Chaining Multiple Transformers#

It is very common to need to get the development factors first then apply a tail curve to extend our development pattern. chainladder transformers take Triangle objects as inputs, but the returned objects are also Triangle objects with their transform method. To chain multiple transformers together, we must invoke the transform method on each transformer similar to how sklearn approaches its own tranformers.

print("First attempt:")
try:
    cl.TailCurve().fit(cl.Development().fit(quarterly))
    print("This passes.")
except:
    print("This fails because we did not transform the triangle")

print("\nSecond attempt:")
try:
    cl.TailCurve().fit(cl.Development().fit_transform(quarterly))
    print("This passes because we transformed the triangle")
except:
    print("This fails.")

First attempt:
This fails because we did not transform the triangle

Second attempt:
This passes because we transformed the triangle

We can also invoke the methods without chaining the operations together.

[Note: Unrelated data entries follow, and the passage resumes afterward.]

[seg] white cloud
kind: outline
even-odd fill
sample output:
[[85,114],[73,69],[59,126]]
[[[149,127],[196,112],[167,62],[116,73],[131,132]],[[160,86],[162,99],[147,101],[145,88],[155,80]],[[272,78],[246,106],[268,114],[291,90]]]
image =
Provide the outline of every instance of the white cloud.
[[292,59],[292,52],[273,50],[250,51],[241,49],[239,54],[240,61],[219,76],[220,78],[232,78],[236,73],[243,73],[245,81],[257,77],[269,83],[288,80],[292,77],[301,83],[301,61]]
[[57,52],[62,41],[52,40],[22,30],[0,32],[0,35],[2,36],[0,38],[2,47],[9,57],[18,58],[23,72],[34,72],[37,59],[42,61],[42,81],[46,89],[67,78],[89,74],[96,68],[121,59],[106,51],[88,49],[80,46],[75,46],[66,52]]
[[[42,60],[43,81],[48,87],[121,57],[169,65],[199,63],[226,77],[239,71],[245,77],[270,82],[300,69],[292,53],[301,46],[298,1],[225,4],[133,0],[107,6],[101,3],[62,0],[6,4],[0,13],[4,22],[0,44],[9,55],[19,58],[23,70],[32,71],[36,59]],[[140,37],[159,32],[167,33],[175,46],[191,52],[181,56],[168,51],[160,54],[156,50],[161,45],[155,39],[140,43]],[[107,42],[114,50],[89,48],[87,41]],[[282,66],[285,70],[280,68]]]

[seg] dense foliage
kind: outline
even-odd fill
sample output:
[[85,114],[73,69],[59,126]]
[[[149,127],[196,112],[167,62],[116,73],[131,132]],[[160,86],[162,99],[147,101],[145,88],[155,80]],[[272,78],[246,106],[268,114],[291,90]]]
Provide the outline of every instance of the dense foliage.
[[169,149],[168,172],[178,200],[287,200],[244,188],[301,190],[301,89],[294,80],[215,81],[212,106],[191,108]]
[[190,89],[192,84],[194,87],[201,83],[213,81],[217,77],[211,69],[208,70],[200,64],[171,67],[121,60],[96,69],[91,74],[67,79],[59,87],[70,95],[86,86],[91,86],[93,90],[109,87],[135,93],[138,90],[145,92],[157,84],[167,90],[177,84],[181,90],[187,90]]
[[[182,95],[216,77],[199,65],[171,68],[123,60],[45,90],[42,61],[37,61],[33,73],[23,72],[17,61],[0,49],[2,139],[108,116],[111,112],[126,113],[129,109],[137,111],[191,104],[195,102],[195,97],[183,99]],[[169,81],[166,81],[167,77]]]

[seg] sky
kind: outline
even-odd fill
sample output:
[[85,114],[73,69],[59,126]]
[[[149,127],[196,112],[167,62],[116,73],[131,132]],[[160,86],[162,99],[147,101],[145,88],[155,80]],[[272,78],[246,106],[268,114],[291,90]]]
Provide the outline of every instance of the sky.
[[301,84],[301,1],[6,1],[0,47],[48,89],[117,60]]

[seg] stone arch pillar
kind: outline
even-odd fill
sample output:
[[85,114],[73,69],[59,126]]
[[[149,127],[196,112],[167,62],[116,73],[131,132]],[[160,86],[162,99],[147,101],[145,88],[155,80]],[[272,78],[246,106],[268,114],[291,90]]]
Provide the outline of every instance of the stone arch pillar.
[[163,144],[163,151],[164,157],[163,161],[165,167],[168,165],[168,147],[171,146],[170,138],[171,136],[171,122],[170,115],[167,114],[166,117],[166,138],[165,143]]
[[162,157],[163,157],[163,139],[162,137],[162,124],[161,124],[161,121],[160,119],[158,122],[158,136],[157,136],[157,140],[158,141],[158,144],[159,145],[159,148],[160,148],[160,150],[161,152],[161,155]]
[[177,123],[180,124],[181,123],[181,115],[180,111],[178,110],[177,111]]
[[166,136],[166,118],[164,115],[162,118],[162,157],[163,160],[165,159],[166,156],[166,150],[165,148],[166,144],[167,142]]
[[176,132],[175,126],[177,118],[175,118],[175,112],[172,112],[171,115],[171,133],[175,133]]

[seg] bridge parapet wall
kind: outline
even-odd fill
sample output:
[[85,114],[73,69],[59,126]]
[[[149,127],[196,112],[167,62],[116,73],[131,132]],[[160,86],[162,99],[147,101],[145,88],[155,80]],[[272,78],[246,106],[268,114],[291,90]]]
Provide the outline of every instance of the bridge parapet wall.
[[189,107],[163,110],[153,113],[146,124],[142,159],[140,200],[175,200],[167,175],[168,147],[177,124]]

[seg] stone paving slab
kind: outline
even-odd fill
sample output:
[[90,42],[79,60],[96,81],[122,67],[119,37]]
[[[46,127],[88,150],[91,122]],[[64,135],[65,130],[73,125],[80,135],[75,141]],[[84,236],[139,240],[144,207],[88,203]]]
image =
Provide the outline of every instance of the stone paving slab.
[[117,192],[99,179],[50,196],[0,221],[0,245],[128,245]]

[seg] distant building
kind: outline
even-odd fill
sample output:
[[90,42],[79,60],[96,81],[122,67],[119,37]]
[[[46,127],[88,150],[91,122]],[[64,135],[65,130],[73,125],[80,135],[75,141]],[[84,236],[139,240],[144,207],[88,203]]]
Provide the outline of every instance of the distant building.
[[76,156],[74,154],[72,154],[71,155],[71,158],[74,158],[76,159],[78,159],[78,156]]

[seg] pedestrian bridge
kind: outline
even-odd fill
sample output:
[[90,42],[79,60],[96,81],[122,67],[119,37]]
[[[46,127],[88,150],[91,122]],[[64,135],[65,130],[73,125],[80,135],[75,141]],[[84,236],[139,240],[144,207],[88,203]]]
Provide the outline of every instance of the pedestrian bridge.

dev = cl.Development().fit_transform(quarterly)
tail = cl.TailCurve().fit(dev)
tail.cdf_["paid"]

	3-Ult	6-Ult	9-Ult	12-Ult	15-Ult	18-Ult	21-Ult	24-Ult	27-Ult	30-Ult	...	120-Ult	123-Ult	126-Ult	129-Ult	132-Ult	135-Ult	138-Ult	141-Ult	144-Ult	147-Ult
(All)	946.34	110.52	31.09	11.24	5.81	3.62	2.58	1.95	1.67	1.51	...	1.00	1.00	1.00	1.00	1.00	1.00	1.00	1.00	1.00	1.00

Chaining multiple transformers together is a very common pattern in chainladder. Like its inspiration sklearn, we can create an overall estimator known as a Pipeline that combines multiple transformers and optional predictors in one estimator.

sequence = [
    ("simple_dev", cl.Development(average="simple")),
    ("inverse_power_tail", cl.TailCurve(curve="inverse_power")),
]

pipe = cl.Pipeline(steps=sequence).fit(quarterly)

Pipeline keeps references to each step with its named_steps argument.

print(pipe.named_steps.simple_dev)
print(pipe.named_steps.inverse_power_tail)

Development(average='simple')
TailCurve(curve='inverse_power')

The Pipeline estimator is almost an exact replica of the sklearn Pipeline, and the docs for sklearn are very comprehensive. To learn more about Pipeline, reference their docs.

With a Triangle transformed to include development patterns and tails, we are now ready to start fitting our suite of IBNR models.